I’ve since won a few games against Paul, but it’s been an uphill battle every time. This is a game where you come to appreciate the uphill battles, because they teach you a thing or two by way of glorious negative reinforcement. Downhill tumbles are not so fun. What you come to realize, though, is that even the toughest opponents are mortal when you draw all the blanks, though mortality makes little difference when not knowing how to deploy decent tiles is about as effective as clubbing someone with the blunt end of a very sharp pencil.
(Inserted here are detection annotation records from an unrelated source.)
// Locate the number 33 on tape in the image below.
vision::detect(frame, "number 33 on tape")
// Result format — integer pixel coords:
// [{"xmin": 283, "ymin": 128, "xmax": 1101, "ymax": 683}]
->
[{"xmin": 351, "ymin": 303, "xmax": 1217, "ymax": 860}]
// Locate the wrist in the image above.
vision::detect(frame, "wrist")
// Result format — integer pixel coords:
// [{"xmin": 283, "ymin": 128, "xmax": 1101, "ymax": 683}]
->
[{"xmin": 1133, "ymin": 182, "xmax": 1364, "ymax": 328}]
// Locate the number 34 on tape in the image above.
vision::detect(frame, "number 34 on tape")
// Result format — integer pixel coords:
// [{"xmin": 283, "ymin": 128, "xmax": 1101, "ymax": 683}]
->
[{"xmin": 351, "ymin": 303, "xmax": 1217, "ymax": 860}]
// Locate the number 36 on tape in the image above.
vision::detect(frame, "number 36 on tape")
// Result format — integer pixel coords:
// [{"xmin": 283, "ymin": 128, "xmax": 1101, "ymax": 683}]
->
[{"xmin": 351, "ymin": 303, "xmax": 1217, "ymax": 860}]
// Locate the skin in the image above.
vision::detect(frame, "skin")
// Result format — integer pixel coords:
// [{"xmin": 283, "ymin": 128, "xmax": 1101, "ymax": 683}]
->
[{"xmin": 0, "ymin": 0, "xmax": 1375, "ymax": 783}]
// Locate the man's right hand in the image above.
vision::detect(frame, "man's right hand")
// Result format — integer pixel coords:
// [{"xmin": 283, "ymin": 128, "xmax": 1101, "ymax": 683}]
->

And deification is one of many things called into question when you see one of your mentors ranked among and above the gods of the game, the characters you hear about in books and documentaries.

This is my way of sending a remote congratulations and wishing Paul the best of luck in the second half of the tournament – where, after all, anything is mutable. May he cleaneth the proverbial house.

Currently in first place with a 13-1, +653 record is 2003 World Champion Panupol Sujjayakorn from Thailand, who bears an age equivalent to mine and a vocabulary greater by several orders of magnitude. I have a clipping of a prominent newsprint congratulations offered him by the Bangkok papers months after his victory. If he stays on track, this will be his best performance yet under the North American dictionary, though he was already one of the undisputed luminaries of the game to begin with.

No announcement about the OWL2 yet, but I expect it will drop in very, very soon.

Now, excuse me while I go back to two-stepping through the playable live coverage on the tournament website. My board vision is rustier than the Tin Woodman; if it only had a heart.